Correspondence author. E-mail: ja_prevedello@yahoo.com.br

Summary

1. For animal species inhabiting heterogeneous landscapes, the tortuosity of the dispersal path is a key determinant of the success in locating habitat patches. Path tortuosity within and beyond perceptual range must differ, and may be differently affected by intrinsic attributes of individuals and extrinsic environmental factors. Understanding how these factors interact to determine path tortuosity allows more accurate inference of successful movements between habitat patches.

2. We experimentally determined the effects of intrinsic (body mass and species identity) and extrinsic factors (distance to nearest forest fragment and matrix type) on the tortuosity of movements of three forest-dwelling didelphid marsupials, in a fragmented landscape of the Atlantic Forest, Brazil.

3. A total of 202 individuals were captured in forest fragments and released in three unsuitable matrix types (mowed pasture, abandoned pasture and manioc plantation), carrying spool-and-line devices.

4. Twenty-four models were formulated representing a priori hypotheses of major determinants of path tortuosity, grouped in three scenarios (only intrinsic factors, only extrinsic factors and models with combinations of both), and compared using a model selection approach. Models were tested separately for individuals released within the perceptual range of the species, and for individuals released beyond the perceptual range.

5. Matrix type strongly affected path tortuosity, with more obstructed matrix types hampering displacement of animals. Body mass was more important than species identity to determine path tortuosity, with larger animals moving more linearly. Increased distance to the fragment resulted in more tortuous paths, but actually reflects a threshold in perceptual range: linear paths within perceptual range, tortuous paths beyond.
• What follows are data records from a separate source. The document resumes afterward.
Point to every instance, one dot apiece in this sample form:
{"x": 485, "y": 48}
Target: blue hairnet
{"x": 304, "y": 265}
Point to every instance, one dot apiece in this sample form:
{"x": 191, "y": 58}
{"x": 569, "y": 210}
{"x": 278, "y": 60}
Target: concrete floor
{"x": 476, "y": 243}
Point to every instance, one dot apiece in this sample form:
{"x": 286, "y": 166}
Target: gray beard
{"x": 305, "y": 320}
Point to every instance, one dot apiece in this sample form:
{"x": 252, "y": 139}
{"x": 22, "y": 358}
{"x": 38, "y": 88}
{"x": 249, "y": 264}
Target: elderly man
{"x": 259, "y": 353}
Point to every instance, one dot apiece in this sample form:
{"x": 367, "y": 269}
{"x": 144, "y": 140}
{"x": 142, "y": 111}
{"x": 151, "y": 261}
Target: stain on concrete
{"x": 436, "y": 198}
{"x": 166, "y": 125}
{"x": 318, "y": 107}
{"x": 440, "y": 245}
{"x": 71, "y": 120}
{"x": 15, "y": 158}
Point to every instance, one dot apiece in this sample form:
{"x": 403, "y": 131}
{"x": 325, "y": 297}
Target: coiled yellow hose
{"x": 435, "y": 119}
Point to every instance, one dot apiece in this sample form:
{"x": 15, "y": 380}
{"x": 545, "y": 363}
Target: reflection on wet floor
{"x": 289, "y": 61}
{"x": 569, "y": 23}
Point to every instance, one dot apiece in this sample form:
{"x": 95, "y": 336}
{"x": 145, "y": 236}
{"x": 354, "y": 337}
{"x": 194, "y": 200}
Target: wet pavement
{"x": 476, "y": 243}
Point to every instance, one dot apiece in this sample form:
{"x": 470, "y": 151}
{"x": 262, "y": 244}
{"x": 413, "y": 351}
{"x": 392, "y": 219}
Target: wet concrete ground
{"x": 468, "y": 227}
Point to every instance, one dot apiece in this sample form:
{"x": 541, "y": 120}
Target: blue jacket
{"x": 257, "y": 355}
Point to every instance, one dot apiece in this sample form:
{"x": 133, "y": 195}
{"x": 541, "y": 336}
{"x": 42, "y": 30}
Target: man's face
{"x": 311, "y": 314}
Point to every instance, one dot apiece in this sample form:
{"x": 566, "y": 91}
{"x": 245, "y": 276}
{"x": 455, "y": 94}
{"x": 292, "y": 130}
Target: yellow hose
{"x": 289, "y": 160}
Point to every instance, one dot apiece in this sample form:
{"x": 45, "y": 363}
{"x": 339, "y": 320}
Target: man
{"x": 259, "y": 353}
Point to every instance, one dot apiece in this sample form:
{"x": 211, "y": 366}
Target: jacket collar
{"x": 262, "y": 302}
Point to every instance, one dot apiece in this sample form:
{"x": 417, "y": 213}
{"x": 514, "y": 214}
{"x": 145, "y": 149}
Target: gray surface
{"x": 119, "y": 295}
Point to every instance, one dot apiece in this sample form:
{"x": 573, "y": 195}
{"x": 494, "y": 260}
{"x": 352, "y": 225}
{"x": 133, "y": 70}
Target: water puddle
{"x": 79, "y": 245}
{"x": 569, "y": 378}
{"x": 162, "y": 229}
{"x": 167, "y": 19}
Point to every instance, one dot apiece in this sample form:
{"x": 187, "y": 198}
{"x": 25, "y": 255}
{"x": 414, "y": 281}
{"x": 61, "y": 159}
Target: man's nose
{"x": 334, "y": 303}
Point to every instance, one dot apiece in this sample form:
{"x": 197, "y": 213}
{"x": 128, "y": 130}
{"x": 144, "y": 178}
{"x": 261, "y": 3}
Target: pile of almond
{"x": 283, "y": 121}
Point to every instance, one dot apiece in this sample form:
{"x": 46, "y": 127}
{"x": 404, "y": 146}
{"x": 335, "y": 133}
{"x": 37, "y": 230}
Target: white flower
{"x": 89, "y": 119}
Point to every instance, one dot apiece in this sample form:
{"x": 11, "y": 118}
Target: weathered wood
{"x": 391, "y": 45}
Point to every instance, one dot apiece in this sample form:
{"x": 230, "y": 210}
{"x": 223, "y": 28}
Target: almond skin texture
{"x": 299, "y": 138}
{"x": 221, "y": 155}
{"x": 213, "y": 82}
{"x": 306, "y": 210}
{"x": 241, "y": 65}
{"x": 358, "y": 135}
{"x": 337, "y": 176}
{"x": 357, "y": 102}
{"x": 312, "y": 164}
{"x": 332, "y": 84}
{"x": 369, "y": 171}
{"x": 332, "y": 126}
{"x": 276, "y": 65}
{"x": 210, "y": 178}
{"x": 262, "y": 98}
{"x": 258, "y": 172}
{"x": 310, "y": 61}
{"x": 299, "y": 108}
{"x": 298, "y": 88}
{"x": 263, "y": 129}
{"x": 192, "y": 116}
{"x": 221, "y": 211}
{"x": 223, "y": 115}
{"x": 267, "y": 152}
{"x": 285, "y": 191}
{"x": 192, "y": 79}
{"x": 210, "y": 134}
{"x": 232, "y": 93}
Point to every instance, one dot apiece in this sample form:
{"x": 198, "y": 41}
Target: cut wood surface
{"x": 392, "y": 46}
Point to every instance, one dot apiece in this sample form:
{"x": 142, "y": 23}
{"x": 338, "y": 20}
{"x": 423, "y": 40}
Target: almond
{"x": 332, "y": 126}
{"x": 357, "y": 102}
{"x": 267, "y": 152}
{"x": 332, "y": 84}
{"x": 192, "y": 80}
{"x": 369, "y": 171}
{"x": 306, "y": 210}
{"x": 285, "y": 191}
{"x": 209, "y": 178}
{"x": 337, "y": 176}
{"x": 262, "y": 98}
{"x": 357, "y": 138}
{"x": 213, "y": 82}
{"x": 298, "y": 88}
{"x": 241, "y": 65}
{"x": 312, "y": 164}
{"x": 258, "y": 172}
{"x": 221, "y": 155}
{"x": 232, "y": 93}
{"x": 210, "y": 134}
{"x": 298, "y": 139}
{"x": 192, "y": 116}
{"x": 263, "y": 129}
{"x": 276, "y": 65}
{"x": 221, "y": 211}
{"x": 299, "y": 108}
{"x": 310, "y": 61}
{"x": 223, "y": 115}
6. The variables tested explained successfully path tortuosity, but only for animals released within the perceptual range. Other factors, such as wind intensity and direction of plantation rows, may be more important for individuals beyond their perceptual range.

7. Simplistic scenarios considering only intrinsic or extrinsic factors are inadequate to predict path tortuosity, and to infer dispersal success in heterogeneous landscapes. Perceptual range represents a fundamental threshold where the effects of matrix type, body mass and individual behaviour change drastically.